2. Nel frattempo, mentre si fa la “guerra” alle ONG che soccorrono soltanto una minima parte delle persone che arrivano sulle coste italiane, provenienti dal nordafrica ( meno del 10 per cento), proseguono gli sbarchi isolati, anche a Lampedusa. Mentre tutti “accerchiavano” con i divieti, e con le telecamere, la Open Arms, decine di migranti, giunti su un piccolo barchino, soccorsi a quattro miglia della costa, venivano accompagnati in porto dalla Guardia di finanza. Ormai appare evidente come sulla pelle dei naufraghi soccorsi dalle ONG, ridotti alla disperazione dalla mancata tempestiva indicazione di un porto sicuro di sbarco, si giochi una partita politica che non è limitata al palcoscenico politico italiano.

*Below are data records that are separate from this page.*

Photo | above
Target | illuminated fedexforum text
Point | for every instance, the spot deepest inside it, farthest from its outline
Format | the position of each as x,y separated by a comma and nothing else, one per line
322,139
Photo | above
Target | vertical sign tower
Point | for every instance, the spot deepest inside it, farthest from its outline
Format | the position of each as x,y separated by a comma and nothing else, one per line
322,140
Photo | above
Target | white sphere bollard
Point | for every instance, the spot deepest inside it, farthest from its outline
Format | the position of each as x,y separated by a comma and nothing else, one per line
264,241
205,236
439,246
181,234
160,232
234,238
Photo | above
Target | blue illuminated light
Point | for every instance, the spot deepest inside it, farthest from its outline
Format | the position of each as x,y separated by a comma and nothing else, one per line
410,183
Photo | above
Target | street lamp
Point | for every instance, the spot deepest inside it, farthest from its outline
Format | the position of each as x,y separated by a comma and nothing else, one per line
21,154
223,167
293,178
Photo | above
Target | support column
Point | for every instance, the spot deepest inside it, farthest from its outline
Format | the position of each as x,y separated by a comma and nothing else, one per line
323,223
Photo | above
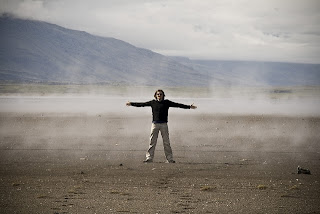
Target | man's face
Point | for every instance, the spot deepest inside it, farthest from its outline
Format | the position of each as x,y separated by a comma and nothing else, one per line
159,96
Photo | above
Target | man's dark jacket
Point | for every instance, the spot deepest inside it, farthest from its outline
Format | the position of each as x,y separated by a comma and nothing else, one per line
160,109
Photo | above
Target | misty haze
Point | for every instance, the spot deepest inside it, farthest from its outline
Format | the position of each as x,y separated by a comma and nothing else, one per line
69,143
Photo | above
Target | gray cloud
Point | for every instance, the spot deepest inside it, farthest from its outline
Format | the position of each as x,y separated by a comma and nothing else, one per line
274,30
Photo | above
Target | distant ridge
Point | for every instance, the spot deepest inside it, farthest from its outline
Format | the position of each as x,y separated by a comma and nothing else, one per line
36,51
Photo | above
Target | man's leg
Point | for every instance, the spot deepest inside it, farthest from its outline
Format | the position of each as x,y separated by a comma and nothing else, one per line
153,141
166,142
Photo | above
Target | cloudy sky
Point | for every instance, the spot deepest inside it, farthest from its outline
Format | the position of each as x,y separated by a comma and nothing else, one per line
267,30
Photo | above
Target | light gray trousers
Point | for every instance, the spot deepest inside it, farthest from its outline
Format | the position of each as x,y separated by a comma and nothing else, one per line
163,128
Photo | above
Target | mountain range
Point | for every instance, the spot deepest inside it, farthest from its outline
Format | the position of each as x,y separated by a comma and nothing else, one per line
39,52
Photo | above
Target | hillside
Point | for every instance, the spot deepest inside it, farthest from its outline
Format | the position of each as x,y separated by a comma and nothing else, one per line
35,51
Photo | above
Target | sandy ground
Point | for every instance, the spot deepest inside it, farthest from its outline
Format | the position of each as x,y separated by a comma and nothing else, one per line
78,163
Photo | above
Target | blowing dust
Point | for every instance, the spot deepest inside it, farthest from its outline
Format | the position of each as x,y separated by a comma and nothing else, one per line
234,122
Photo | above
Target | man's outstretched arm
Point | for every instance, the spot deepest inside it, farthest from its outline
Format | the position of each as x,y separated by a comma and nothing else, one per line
138,104
180,105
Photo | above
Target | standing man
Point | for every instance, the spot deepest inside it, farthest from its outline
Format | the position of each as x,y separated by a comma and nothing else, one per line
160,108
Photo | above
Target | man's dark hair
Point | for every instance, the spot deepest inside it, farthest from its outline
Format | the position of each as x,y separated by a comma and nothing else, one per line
159,90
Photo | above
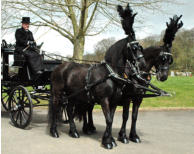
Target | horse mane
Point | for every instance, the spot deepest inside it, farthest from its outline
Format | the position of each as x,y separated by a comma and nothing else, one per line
171,29
115,55
151,52
127,18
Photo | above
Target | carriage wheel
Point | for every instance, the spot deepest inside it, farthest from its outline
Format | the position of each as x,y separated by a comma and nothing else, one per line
5,91
20,105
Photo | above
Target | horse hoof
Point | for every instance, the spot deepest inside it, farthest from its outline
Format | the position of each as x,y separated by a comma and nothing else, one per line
54,133
74,134
114,144
108,146
92,130
123,139
87,132
135,139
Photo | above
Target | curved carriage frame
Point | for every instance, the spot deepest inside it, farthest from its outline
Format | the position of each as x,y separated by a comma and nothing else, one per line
20,92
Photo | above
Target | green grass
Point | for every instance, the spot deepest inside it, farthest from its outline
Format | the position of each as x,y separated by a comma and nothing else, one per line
181,88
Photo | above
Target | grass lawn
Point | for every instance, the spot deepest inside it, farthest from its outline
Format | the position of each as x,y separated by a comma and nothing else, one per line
182,89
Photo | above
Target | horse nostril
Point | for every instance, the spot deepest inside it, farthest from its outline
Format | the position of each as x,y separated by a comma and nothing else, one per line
163,78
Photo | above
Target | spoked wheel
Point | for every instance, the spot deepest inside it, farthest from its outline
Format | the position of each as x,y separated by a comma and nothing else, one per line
5,91
65,119
20,105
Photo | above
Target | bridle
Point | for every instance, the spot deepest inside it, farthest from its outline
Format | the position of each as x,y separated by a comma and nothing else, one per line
134,46
163,59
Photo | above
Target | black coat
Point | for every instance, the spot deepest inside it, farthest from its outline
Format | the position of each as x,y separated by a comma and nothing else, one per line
22,37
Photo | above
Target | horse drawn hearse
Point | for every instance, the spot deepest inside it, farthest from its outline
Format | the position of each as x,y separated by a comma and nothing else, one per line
15,97
74,88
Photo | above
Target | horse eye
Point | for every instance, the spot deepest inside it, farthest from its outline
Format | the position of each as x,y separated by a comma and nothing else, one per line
170,60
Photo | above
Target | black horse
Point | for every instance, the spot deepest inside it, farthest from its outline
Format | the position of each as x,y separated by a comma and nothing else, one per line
103,82
159,57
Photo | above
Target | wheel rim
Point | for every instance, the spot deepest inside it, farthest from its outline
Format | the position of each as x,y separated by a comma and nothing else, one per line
4,97
20,107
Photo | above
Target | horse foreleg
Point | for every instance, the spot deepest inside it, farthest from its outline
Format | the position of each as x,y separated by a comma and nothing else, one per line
54,109
73,131
91,127
85,124
122,134
107,137
133,135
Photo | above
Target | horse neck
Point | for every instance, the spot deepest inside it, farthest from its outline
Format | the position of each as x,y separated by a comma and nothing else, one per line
150,55
115,56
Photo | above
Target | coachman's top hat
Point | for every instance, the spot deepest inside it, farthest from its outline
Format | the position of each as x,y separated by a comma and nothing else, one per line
25,20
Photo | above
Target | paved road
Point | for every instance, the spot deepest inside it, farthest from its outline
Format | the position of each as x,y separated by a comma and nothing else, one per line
161,132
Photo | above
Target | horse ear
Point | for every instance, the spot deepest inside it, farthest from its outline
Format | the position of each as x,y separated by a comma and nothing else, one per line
180,25
134,15
172,28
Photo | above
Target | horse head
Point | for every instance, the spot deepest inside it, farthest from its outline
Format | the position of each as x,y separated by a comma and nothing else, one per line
134,49
165,59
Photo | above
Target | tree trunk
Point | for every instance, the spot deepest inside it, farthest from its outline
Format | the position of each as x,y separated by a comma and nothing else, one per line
79,47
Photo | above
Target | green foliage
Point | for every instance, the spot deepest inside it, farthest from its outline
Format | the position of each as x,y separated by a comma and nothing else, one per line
181,88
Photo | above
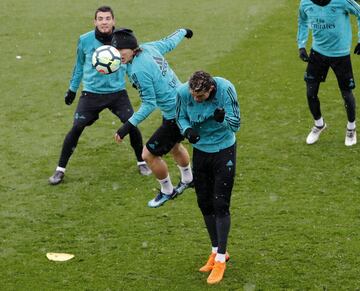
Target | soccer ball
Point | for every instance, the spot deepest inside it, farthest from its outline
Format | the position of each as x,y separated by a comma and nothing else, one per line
106,59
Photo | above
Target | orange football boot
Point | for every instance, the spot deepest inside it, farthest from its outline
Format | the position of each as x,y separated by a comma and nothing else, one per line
211,261
217,273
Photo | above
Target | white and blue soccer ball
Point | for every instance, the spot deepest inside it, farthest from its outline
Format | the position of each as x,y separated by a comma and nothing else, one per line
106,59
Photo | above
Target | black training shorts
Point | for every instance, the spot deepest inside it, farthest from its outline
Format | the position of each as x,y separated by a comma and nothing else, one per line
214,175
164,138
319,65
91,104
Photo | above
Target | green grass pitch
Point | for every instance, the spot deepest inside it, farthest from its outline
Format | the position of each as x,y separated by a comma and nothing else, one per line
295,208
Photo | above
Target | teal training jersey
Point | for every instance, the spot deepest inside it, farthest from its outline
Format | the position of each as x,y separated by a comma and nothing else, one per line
330,25
214,136
156,82
92,80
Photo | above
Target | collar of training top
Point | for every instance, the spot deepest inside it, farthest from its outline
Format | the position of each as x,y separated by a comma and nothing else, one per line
104,38
321,2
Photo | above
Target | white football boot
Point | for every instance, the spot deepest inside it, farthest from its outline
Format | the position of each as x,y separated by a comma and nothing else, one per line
315,134
350,137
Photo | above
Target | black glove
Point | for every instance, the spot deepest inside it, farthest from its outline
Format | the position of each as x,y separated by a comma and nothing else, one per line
189,33
357,49
303,54
125,129
69,97
219,114
192,135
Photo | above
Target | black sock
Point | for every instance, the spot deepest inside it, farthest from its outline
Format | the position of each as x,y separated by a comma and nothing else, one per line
312,90
136,143
69,145
222,229
350,104
210,223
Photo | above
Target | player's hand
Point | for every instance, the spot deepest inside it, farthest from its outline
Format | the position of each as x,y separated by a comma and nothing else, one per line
192,135
118,139
124,130
219,114
357,49
69,97
189,33
303,55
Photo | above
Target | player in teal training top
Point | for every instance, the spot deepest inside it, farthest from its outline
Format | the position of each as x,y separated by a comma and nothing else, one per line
98,93
208,115
151,75
330,24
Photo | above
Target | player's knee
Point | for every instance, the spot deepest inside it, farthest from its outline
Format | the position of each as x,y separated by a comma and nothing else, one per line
347,84
77,129
147,155
221,206
206,207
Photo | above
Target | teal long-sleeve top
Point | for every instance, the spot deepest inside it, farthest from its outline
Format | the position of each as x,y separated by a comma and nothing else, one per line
330,26
156,82
214,136
84,72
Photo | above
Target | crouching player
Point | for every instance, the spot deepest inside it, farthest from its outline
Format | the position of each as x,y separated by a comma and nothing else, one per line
208,115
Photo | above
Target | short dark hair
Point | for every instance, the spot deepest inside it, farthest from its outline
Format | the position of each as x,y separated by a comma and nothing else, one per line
124,38
200,81
104,9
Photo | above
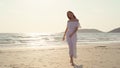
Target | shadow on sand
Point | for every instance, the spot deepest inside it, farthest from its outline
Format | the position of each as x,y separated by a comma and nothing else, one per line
78,66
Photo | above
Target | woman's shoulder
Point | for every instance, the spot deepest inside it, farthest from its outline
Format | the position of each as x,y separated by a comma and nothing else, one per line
75,20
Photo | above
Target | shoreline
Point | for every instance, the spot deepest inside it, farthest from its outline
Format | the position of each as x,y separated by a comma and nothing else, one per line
88,56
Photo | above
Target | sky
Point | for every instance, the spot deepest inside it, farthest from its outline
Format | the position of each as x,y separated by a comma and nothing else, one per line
50,15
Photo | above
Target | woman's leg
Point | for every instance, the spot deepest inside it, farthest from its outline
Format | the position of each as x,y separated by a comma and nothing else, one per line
71,60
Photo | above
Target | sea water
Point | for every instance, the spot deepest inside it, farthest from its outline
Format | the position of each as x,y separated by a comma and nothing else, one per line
39,39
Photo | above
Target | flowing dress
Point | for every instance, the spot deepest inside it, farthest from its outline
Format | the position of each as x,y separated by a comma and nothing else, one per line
71,25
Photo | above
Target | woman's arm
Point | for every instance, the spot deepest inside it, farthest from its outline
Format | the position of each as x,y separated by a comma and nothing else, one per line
65,33
73,32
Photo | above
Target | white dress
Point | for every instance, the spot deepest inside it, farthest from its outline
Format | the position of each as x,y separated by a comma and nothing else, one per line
72,41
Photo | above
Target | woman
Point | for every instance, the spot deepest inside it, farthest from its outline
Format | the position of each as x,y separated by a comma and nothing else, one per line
70,33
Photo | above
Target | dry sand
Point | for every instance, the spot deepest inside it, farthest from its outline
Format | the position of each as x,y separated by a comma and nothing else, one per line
89,56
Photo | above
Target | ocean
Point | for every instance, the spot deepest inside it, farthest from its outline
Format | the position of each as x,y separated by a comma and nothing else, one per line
41,39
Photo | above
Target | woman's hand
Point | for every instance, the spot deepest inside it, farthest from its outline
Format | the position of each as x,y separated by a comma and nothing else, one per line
70,35
63,38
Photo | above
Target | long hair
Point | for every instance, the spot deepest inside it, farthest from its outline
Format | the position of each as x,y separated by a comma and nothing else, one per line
71,13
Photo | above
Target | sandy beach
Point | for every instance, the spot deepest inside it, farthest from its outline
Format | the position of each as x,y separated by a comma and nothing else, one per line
88,56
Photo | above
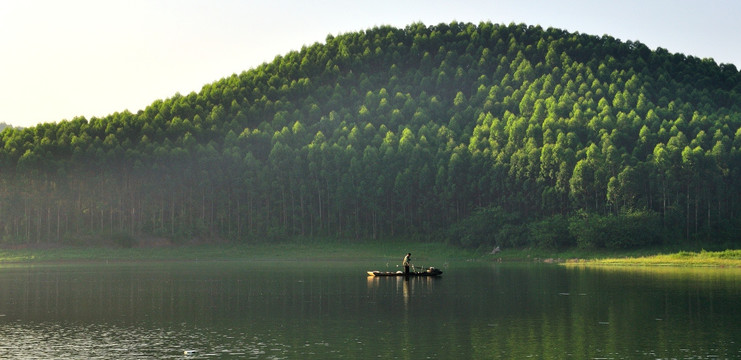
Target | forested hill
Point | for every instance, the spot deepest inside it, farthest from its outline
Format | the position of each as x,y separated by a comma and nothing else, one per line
473,134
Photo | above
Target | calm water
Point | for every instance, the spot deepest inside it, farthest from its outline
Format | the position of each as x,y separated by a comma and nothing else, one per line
323,310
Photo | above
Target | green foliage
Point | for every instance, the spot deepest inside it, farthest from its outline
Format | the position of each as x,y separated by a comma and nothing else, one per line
552,233
491,134
626,230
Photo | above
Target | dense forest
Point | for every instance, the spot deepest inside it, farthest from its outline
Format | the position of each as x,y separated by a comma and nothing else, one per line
477,135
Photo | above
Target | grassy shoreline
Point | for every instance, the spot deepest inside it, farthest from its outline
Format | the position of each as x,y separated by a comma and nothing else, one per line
390,251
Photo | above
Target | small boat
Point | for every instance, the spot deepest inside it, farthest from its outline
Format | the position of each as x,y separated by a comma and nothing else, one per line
427,272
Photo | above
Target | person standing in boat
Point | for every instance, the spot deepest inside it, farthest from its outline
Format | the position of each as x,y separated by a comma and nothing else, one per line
407,261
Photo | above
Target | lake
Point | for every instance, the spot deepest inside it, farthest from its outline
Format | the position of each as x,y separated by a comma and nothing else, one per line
326,310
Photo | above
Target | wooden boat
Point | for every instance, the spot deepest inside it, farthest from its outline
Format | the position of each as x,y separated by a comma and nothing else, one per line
427,272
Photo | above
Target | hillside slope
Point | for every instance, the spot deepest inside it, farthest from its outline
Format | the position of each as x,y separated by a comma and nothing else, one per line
478,134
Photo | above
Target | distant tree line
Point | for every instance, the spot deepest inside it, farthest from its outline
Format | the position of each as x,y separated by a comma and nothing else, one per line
473,134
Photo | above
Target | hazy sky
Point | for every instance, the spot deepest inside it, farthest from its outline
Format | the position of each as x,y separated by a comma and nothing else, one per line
61,59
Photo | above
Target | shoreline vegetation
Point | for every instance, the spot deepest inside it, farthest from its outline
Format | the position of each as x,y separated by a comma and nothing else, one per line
389,251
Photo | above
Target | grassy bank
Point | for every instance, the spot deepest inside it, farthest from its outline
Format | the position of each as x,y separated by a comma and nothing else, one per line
383,251
727,258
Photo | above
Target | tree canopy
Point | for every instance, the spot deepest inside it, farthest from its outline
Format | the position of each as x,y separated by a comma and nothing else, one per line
474,134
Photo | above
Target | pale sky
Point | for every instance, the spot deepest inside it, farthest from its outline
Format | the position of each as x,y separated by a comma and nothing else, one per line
61,59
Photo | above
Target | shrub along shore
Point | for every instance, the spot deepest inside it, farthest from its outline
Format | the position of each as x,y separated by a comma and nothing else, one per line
331,250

Ma si è estesa ormai all’intera Unione Europea, dopo il vertice di Parigi di luglio, quando si era deciso un piano di redistribuzione dei migranti soccorsi nel Mediterraneo centrale, che l’Italia e Malta avevano duramente avversato, perché centrato sull’obbligo degli stati, derivante dal diritto internazionale, di sbarcare i naufraghi nel porto sicuro più vicino.
Peraltro lo stesso articolo 11 comma 1 ter del Testo unico sull’immigrazione n.286 del 1998, introdotto dal recente decreto sicurezza bis, ormai convertito con modificazioni in legge 8 agosto n.77 dal Parlamento, fa salvo il «rispetto degli obblighi internazionali dell’Italia», tra i quali ricorrono senz’altro, coessenziali al diritto di chiedere asilo, il principio di non respingimento ed il divieto di espulsioni collettive. Ne consegue che la legge e le prassi amministrative interne non si possono orientare in contrasto con la normativa internazionale, di rango sovraordinato alla legge interna ai sensi dell’art. 117 della Costituzione, né derogare ad essa.
Non si può però dimenticare che i diritti fondamentali dei migranti, a partire dal diritto di chiedere asilo, sono garantiti, oltre che dalle Convenzioni internazionali che si cerca di eludere attraverso gli accordi tra stati, dalla Costituzione italiana e dalla normativa nazionale in materia di attività di soccorso in mare e protezione internazionale, da ricollegare comunque alla disciplina di fonte europea. Sono quest diritti che la magistratura deve garantire quando si assume che siano violati dalle autorità statali, e non vi possono essere atti di esercizio della giurisdizione ad intermittenza, a seconda dei rapporti politici interni o internazionali.
3. L’8 agosto scorso 89 naufraghi soccorsi in due diverse operazioni dalla nave Open Arms nelle acque internazionali al largo della Libia hanno espresso la volontà di fare richiesta di asilo in Europa, mentre si trovavano ancora a bordo della nave umanitaria in acque internazionali. Successivamente la stessa nave è stata autorizzata ad entrare nelle acque territoriali italiane, ed i naufraghi non hanno perso per questo la loro condizione giuridica di richiedenti protezione internazionale. Al di là dei contrastanti referti medici del poliambulatorio di Lampedusa, le testimonianze delle persone che finalmente sono libere di esprimersi, una volta a terra dopo essere sbarcate dalla Open Arms, sono agghiaccianti.
Le procedure per formalizzare le manifestazioni di volontà dirette alla richiesta di asilo e formulate a bordo di navi in alto mare non sono rimesse alla discrezionalità del ministro dell’interno, ma devono essere stabilite ed applicate secondo precisi standard internazionali fissati nelle Convenzioni e nelle prassi consuetudinarie richiamate dai manuali operativi dell’Alto Commissariato delle Nazioni Unite per i rifugiati. Secondo queste normative, “ If rescued persons appear to indicate that they are asylum-seekers or refugees or that they fear persecution or ill-treatment if disembarked at a particular place, the Master should inform the rescued persons concerned that the Master has no authority to hear, consider or determine an asylum request.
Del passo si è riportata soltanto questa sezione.